Mujeres que beben

LA UNIVERSIDAD de Vigo acaba de publicar un estudio muy difundido por los periódicos, como no podía ser menos, sobre la relación de los universitarios y el alcohol, que es muy reciente de unos años para aquí. Efecto imitación como los que se echan por la ventana, que hay un solterón en mi edificio que al ver el telediario dice amargamente: «Voy a tirarme yo también, a ver si bajando conozco a alguien». Del estudio se desprende que más de la mitad de las jovencitas beben para emborracharse en tiempo récord, no sé si como flappers. Es una diferencia muy superior a la del hombre, que lo hace en menor medida.
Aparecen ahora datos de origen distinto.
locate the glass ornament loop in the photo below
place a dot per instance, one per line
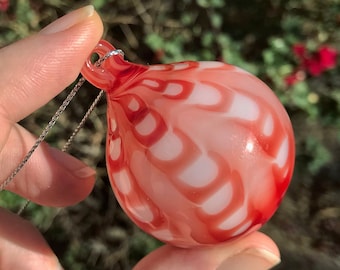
(197, 153)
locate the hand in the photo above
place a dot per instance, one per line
(33, 71)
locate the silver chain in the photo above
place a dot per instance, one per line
(55, 118)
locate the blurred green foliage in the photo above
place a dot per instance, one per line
(256, 35)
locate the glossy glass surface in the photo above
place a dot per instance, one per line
(197, 152)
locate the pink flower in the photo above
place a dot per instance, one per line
(4, 4)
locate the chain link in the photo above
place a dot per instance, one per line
(54, 119)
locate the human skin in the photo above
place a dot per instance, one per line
(30, 76)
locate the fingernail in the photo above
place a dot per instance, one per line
(71, 164)
(68, 20)
(252, 258)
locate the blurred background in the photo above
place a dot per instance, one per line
(292, 45)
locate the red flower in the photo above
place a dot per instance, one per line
(295, 77)
(327, 57)
(314, 66)
(4, 4)
(299, 50)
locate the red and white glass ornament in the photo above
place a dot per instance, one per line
(197, 153)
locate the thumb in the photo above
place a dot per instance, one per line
(37, 68)
(32, 72)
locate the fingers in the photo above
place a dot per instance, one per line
(255, 251)
(33, 71)
(36, 69)
(22, 246)
(50, 177)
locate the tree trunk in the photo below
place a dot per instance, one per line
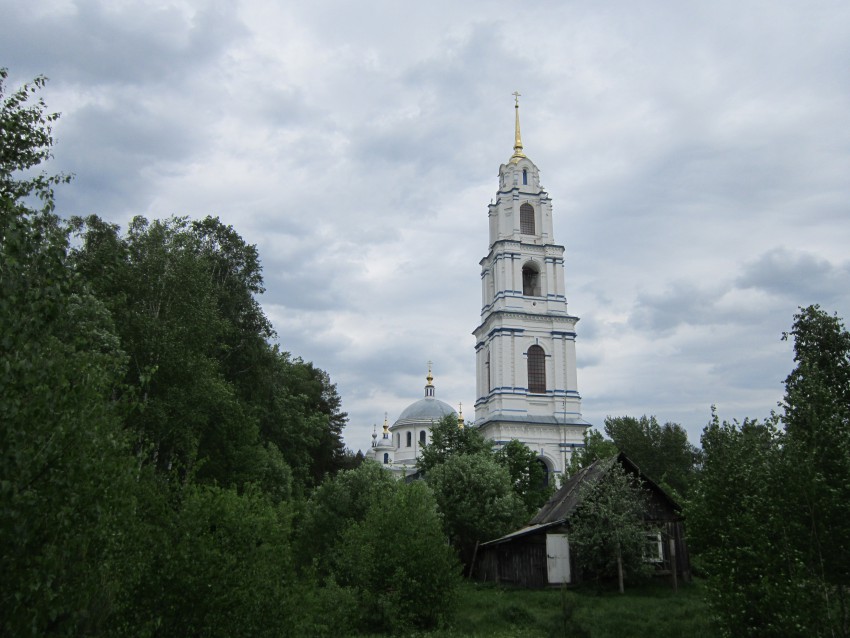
(620, 570)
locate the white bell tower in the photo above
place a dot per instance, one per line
(525, 344)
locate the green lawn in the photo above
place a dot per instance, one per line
(652, 610)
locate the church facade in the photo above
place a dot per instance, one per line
(527, 388)
(526, 383)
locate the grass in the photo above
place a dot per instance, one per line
(649, 610)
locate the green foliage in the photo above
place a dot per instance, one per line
(486, 610)
(447, 440)
(777, 560)
(817, 446)
(218, 563)
(738, 527)
(65, 481)
(526, 473)
(26, 139)
(608, 528)
(336, 505)
(380, 544)
(476, 498)
(219, 402)
(662, 452)
(397, 560)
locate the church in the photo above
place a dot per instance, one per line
(525, 353)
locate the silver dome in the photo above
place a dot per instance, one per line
(424, 411)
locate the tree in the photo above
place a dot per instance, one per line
(663, 453)
(366, 534)
(527, 474)
(398, 561)
(608, 530)
(339, 502)
(26, 140)
(740, 529)
(476, 498)
(66, 492)
(217, 563)
(447, 439)
(219, 402)
(817, 446)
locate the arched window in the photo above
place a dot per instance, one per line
(545, 472)
(536, 370)
(526, 219)
(530, 280)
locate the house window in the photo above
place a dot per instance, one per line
(536, 370)
(526, 219)
(530, 280)
(653, 549)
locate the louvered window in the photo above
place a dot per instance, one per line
(526, 219)
(536, 370)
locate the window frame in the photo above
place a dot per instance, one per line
(536, 367)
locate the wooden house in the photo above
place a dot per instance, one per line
(539, 554)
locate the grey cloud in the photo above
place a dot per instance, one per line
(681, 303)
(799, 276)
(97, 42)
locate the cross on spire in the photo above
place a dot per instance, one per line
(518, 154)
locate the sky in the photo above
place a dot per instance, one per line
(697, 155)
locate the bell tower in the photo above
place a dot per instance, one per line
(525, 344)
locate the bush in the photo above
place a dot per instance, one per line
(399, 562)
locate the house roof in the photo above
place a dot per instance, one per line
(558, 509)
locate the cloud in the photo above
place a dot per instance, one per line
(697, 157)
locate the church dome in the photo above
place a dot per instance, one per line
(427, 409)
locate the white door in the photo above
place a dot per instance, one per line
(558, 558)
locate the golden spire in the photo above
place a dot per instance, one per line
(518, 154)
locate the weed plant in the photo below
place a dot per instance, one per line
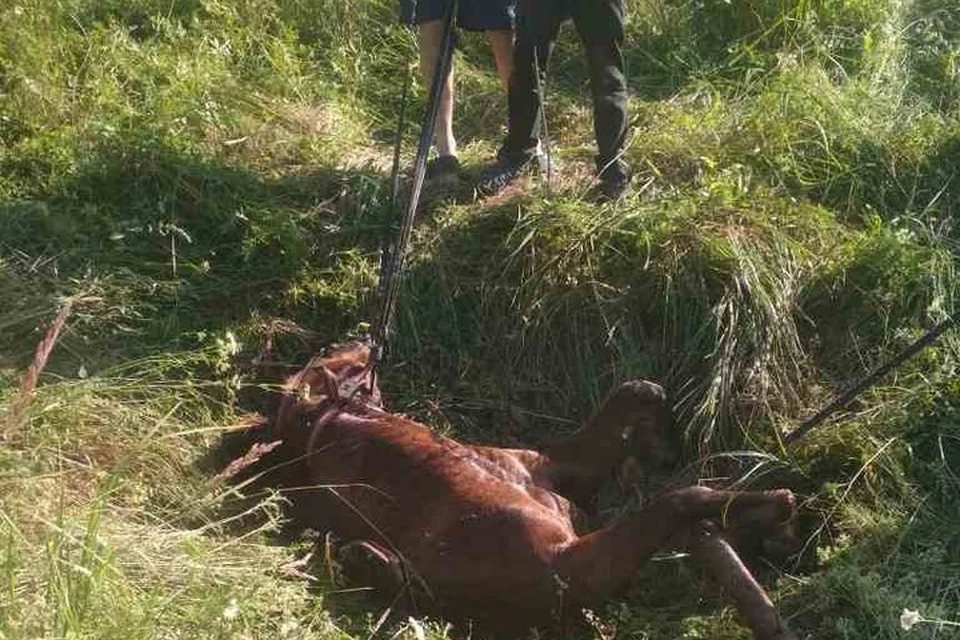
(199, 178)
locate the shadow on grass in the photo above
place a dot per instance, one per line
(176, 244)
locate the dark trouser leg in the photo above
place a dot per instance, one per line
(600, 26)
(538, 23)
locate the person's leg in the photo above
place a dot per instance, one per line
(600, 26)
(501, 44)
(538, 25)
(431, 41)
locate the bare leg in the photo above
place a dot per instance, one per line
(501, 43)
(724, 565)
(431, 40)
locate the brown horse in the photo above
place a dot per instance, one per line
(492, 535)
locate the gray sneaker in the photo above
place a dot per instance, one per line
(506, 169)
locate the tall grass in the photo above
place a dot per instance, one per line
(207, 174)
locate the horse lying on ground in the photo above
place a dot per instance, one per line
(494, 536)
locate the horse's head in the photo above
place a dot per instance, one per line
(342, 372)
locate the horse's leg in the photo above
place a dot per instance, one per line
(630, 425)
(724, 565)
(595, 566)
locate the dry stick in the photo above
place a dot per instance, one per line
(28, 384)
(725, 566)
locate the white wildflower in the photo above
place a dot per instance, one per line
(232, 610)
(908, 618)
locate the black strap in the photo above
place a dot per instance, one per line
(868, 381)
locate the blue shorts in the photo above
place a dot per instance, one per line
(474, 15)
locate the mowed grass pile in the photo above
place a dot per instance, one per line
(197, 176)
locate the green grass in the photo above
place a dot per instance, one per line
(200, 175)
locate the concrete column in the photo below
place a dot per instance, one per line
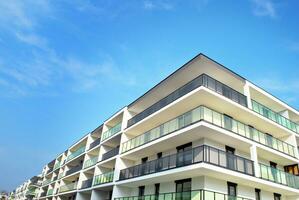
(247, 94)
(253, 156)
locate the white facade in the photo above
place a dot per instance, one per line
(202, 133)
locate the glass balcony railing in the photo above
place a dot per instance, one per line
(202, 80)
(68, 187)
(274, 116)
(87, 183)
(95, 143)
(50, 192)
(90, 162)
(74, 169)
(103, 178)
(213, 117)
(278, 176)
(188, 195)
(199, 154)
(46, 182)
(113, 152)
(76, 153)
(57, 165)
(112, 131)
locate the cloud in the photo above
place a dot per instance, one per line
(157, 5)
(264, 8)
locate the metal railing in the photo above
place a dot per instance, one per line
(103, 178)
(87, 183)
(111, 153)
(76, 153)
(90, 162)
(202, 80)
(112, 131)
(74, 169)
(188, 195)
(213, 117)
(95, 143)
(274, 116)
(68, 187)
(278, 176)
(199, 154)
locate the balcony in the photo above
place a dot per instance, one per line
(73, 170)
(188, 195)
(274, 116)
(202, 80)
(50, 192)
(87, 183)
(103, 178)
(46, 182)
(95, 143)
(57, 165)
(206, 114)
(76, 153)
(68, 187)
(90, 162)
(278, 176)
(113, 152)
(112, 131)
(196, 155)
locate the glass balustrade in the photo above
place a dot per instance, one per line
(202, 80)
(188, 195)
(68, 187)
(278, 176)
(57, 165)
(213, 117)
(90, 162)
(112, 131)
(199, 154)
(274, 116)
(76, 153)
(50, 192)
(103, 178)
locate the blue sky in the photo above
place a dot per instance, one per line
(67, 65)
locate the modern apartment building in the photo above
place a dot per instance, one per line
(203, 133)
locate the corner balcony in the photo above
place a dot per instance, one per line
(278, 176)
(76, 153)
(95, 143)
(87, 183)
(203, 113)
(202, 80)
(68, 187)
(113, 152)
(188, 195)
(274, 116)
(199, 154)
(90, 162)
(73, 170)
(103, 178)
(112, 131)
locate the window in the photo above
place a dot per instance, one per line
(230, 156)
(231, 189)
(141, 191)
(184, 154)
(292, 169)
(183, 189)
(257, 194)
(277, 196)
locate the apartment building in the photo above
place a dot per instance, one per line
(28, 190)
(203, 133)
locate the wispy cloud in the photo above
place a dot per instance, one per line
(158, 5)
(264, 8)
(43, 68)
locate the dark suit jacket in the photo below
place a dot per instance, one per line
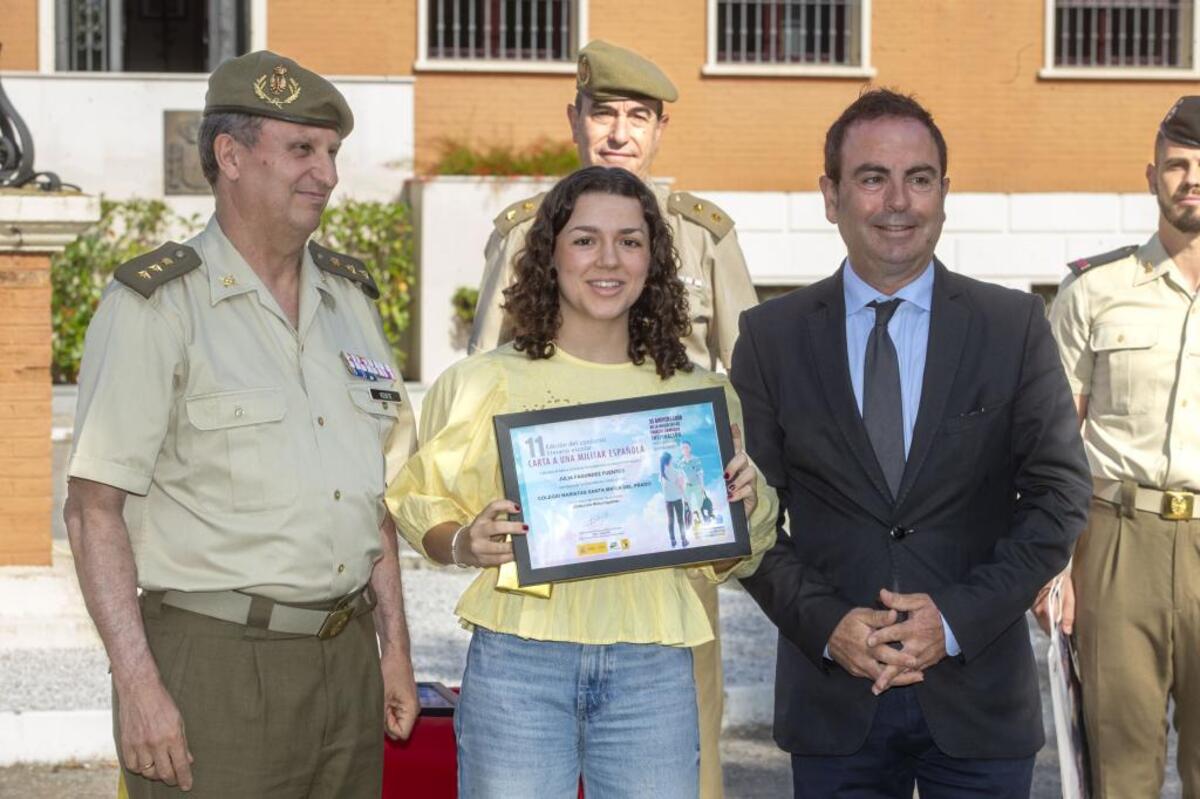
(994, 494)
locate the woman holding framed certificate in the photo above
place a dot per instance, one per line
(557, 440)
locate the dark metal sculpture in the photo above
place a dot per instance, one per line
(17, 152)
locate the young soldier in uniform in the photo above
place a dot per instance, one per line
(1129, 337)
(243, 385)
(618, 120)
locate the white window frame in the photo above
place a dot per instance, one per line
(47, 42)
(861, 71)
(425, 64)
(1050, 71)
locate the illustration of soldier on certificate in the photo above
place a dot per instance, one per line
(619, 486)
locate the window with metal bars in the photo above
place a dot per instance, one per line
(504, 30)
(149, 35)
(1155, 34)
(817, 32)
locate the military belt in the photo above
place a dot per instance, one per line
(268, 614)
(1170, 505)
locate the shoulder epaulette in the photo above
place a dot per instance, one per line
(1083, 264)
(343, 265)
(516, 214)
(150, 270)
(705, 214)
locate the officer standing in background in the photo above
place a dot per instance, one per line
(1128, 330)
(241, 383)
(618, 120)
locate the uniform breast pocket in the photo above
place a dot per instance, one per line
(241, 451)
(377, 413)
(1125, 376)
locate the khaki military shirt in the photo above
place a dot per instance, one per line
(1129, 337)
(711, 265)
(259, 455)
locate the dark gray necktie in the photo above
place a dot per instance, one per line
(882, 409)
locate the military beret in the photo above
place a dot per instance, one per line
(610, 72)
(1182, 122)
(271, 85)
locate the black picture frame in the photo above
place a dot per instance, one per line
(527, 575)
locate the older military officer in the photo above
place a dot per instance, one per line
(618, 120)
(1128, 330)
(241, 383)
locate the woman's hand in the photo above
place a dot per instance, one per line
(481, 542)
(741, 476)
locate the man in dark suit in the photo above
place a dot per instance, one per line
(918, 427)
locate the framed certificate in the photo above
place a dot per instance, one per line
(621, 486)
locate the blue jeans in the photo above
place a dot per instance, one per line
(534, 715)
(900, 751)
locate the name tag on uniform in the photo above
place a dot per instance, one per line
(387, 396)
(366, 368)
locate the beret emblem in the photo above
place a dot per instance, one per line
(275, 88)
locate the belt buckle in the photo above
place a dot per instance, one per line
(336, 620)
(1177, 505)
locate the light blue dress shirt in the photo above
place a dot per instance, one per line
(909, 329)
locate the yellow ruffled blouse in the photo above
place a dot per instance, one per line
(457, 472)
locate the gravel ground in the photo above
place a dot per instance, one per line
(755, 768)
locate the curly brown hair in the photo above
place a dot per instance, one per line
(658, 320)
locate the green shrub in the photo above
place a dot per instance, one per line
(378, 233)
(463, 302)
(543, 157)
(381, 234)
(79, 274)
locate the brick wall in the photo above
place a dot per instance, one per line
(24, 409)
(359, 37)
(973, 64)
(18, 34)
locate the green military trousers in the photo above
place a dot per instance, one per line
(267, 714)
(1138, 631)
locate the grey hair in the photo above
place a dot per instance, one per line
(243, 127)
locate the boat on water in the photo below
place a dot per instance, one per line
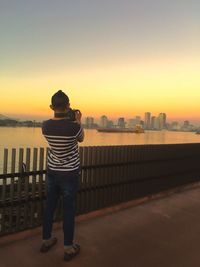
(137, 129)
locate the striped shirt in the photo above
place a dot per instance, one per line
(62, 137)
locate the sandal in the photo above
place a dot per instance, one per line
(45, 247)
(68, 255)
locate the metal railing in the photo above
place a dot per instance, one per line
(110, 175)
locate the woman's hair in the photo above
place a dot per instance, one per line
(59, 100)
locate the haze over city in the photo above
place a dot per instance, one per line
(120, 58)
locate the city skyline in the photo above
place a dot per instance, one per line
(116, 57)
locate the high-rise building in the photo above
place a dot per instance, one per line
(147, 120)
(104, 121)
(89, 122)
(162, 120)
(153, 123)
(121, 123)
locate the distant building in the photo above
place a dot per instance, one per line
(110, 124)
(89, 122)
(121, 123)
(175, 126)
(131, 123)
(138, 119)
(153, 123)
(103, 121)
(147, 120)
(162, 120)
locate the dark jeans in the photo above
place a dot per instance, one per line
(65, 183)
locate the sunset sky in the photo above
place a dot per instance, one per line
(113, 57)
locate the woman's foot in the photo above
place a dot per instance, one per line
(71, 251)
(47, 244)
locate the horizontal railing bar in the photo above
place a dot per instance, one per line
(24, 174)
(26, 199)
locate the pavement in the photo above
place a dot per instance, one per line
(161, 232)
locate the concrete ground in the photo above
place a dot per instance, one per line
(160, 233)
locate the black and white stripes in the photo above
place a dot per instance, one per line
(63, 140)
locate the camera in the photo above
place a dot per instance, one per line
(71, 114)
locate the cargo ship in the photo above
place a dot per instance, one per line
(137, 129)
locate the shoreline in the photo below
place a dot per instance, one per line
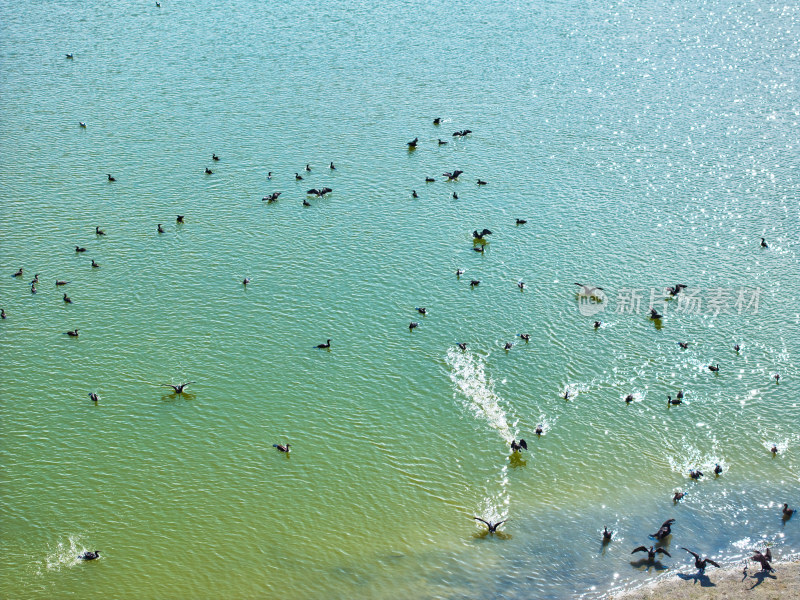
(727, 583)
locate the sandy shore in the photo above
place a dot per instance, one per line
(719, 584)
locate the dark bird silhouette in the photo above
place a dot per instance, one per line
(178, 388)
(763, 559)
(664, 530)
(700, 563)
(651, 552)
(492, 526)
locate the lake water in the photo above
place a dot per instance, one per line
(645, 143)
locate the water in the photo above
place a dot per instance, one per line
(646, 145)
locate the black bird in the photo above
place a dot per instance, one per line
(700, 563)
(178, 388)
(651, 552)
(763, 559)
(492, 526)
(664, 530)
(516, 446)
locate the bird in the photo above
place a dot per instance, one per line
(651, 552)
(664, 530)
(178, 388)
(492, 526)
(517, 446)
(700, 563)
(763, 559)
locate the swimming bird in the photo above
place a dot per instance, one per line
(664, 530)
(651, 552)
(492, 526)
(763, 559)
(178, 388)
(700, 564)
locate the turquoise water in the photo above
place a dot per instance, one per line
(645, 144)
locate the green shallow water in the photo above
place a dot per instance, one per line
(644, 144)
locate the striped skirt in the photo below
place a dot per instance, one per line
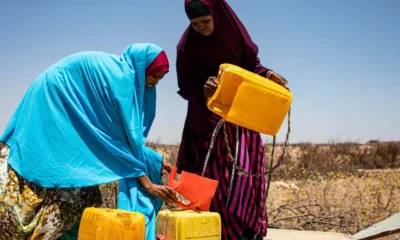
(239, 200)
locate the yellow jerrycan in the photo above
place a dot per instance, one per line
(250, 100)
(104, 223)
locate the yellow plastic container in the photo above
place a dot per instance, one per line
(189, 224)
(103, 223)
(249, 100)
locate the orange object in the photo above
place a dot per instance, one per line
(197, 189)
(250, 100)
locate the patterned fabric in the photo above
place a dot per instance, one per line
(242, 211)
(28, 210)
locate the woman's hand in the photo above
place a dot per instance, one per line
(165, 193)
(278, 79)
(166, 167)
(210, 87)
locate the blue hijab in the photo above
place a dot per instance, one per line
(84, 122)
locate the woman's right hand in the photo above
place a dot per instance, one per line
(210, 87)
(165, 193)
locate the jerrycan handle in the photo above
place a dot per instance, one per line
(171, 179)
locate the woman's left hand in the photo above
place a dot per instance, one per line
(166, 167)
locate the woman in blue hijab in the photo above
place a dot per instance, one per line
(83, 122)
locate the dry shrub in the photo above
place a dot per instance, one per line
(337, 157)
(334, 201)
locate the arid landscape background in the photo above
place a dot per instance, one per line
(338, 187)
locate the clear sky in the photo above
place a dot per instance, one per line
(341, 57)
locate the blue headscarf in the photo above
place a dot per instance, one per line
(84, 122)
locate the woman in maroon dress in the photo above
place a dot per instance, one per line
(216, 36)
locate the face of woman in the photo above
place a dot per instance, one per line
(203, 25)
(153, 79)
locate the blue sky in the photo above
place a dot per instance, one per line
(341, 57)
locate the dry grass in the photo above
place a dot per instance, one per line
(339, 187)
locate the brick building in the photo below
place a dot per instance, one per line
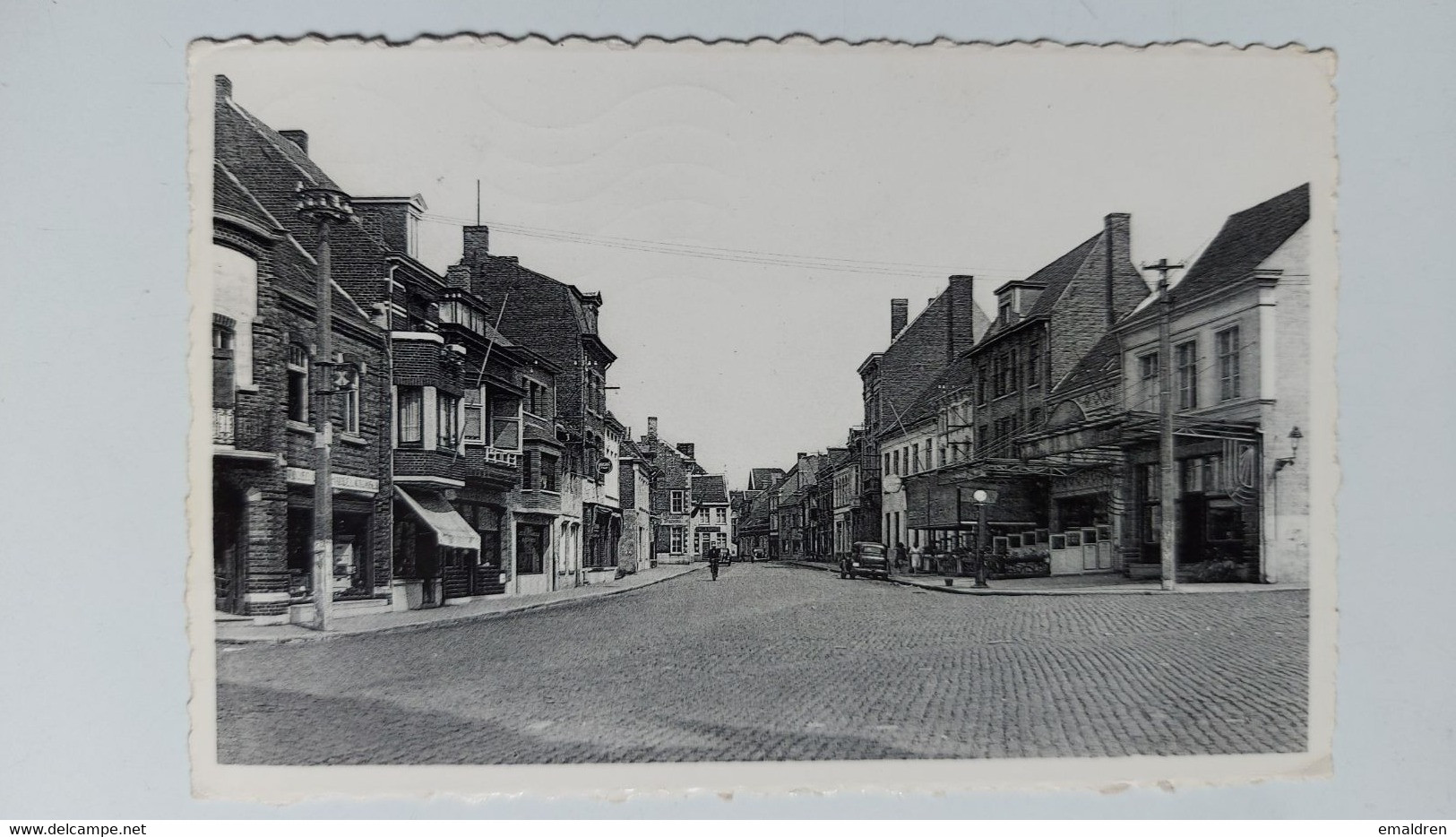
(582, 526)
(671, 494)
(263, 360)
(1241, 380)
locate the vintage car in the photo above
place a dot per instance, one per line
(866, 559)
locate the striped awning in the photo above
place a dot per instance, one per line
(435, 511)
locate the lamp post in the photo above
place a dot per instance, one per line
(322, 207)
(982, 496)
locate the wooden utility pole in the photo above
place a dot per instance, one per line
(1167, 462)
(323, 207)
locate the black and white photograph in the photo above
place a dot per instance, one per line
(759, 415)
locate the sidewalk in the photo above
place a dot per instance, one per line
(1090, 584)
(246, 632)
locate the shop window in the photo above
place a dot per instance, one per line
(1228, 349)
(531, 542)
(297, 384)
(411, 415)
(1187, 357)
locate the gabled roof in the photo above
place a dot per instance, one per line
(710, 488)
(763, 478)
(1099, 364)
(1246, 240)
(1055, 277)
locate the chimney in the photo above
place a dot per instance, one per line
(477, 244)
(1117, 242)
(458, 277)
(297, 139)
(959, 324)
(899, 316)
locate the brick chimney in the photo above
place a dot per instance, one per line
(297, 139)
(458, 277)
(960, 325)
(1117, 240)
(477, 242)
(899, 316)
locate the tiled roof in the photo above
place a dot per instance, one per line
(710, 489)
(1055, 277)
(763, 478)
(1097, 366)
(1246, 240)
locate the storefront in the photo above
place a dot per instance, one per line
(435, 550)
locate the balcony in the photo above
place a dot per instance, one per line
(237, 431)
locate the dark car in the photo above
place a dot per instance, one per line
(866, 559)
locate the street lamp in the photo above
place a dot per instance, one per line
(322, 207)
(980, 496)
(1293, 450)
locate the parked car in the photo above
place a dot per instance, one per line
(866, 559)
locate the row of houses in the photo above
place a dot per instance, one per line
(473, 453)
(1052, 405)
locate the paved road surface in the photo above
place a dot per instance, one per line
(776, 662)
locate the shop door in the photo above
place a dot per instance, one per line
(228, 538)
(1193, 520)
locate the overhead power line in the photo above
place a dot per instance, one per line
(883, 268)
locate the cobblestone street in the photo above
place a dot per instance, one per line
(778, 662)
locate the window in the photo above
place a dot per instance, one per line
(531, 543)
(411, 410)
(1187, 356)
(473, 422)
(349, 410)
(1228, 349)
(297, 384)
(447, 419)
(505, 422)
(235, 296)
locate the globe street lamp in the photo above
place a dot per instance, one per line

De todos cuantos placeres me concedió la vida, y han sido muchos, el mayor es el de la mujer bebiendo a mi lado, mayormente para que no beba yo. No en tiempo récord, desde luego, ni para emborracharse inútilmente, sino con verdadera elegancia, afilando la inteligencia con intensidad y disparando a discreción, plena de facultades. He estado siempre rodeado de mujeres bebedoras; mujeres que piden whisky después de comer, encienden un pitillo y empiezan a bajar la copa a hachazos sin perder un gramo de compostura; luego se van al baño aún más altas y exuberantes que cuando se sentaron, subidas a tacones improbables. En una mesa manda siempre quien agarra la botella por el cuello como si fuese una cabra y no quien la levanta por el culo, escurriéndola. Una mujer cerca de la barra pero sin llegar nunca a la barra; una mujer a punto de estar borracha pero siempre sin estar borracha. La seducción es estar a punto de algo, por eso persistimos, y el sexo es conseguirlo holgadamente, por eso nos arrepentimos. Esas chicas que dicen beber para emborracharse no saben aún que no se bebe para olvidar, sino para recordar menos, de la misma manera que lo contrario de obedecer no es desobedecer, sino mandar.